Makes hosted Bedrock/MCPE servers show up as LAN servers, specifically for Xbox.
You can now play on remote servers (not Realms!) on your Xbox with friends.
Download and run it. It's that easy.
Open up a command prompt or terminal to the location where you downloaded it.
Usage: ./proxy <server-ip> Options: -bind string Bind address and port (default "0.0.0.0:19132")
Connect to a server at IP
$ ./proxy 220.127.116.11:19132
Same as above but bind to a specific local IP:
$ ./proxy -bind 10.0.0.5:19132 18.104.22.168:19132
Makefile builds for Windows, macOS, and Linux, including x86 and ARM.
How does this work?
On Minecraft platforms that support LAN servers, the game will broadcast a server ping packet to every device on the same network and display any valid replies as connectable servers.
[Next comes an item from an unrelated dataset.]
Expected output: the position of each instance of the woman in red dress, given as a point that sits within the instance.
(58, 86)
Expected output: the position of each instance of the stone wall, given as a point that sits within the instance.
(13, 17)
This tool runs on your computer - desktop, laptop, Raspberry Pi, etc. - and pretends to be a LAN server, acting as a proxy, passing all traffic from your game through your computer and to the server (and back), so that Minecraft thinks you're connected to a LAN server, but you're really playing on a remote server. As soon as you start it up, you should see the fake server listed under LAN and, upon selecting it, connect to the real Bedrock/MCPE server hosted elsewhere.
For an optimal experience, run this on a device that is connected via ethernet and not over WiFi, since a wireless connection could introduce some lag. Your game device can be connected to WiFi. Your remote server can be running on a computer, a VM, or even with a Minecraft hosting service.
- This tool should work on Windows, macOS, and Linux.
- ARM builds are available for Raspberry Pi and similar SOCs.
- Only Minecraft for Windows 10, iOS/Android, and Xbox are currently supported.
- PS4 and Nintendo Switch do not support this functionality.
Note that you almost definitely need to create a firewall rule for this to work. On macOS, you'll be prompted automatically. On Windows, you may need to go into your Windows Firewall settings and open up port 19132 (UDP).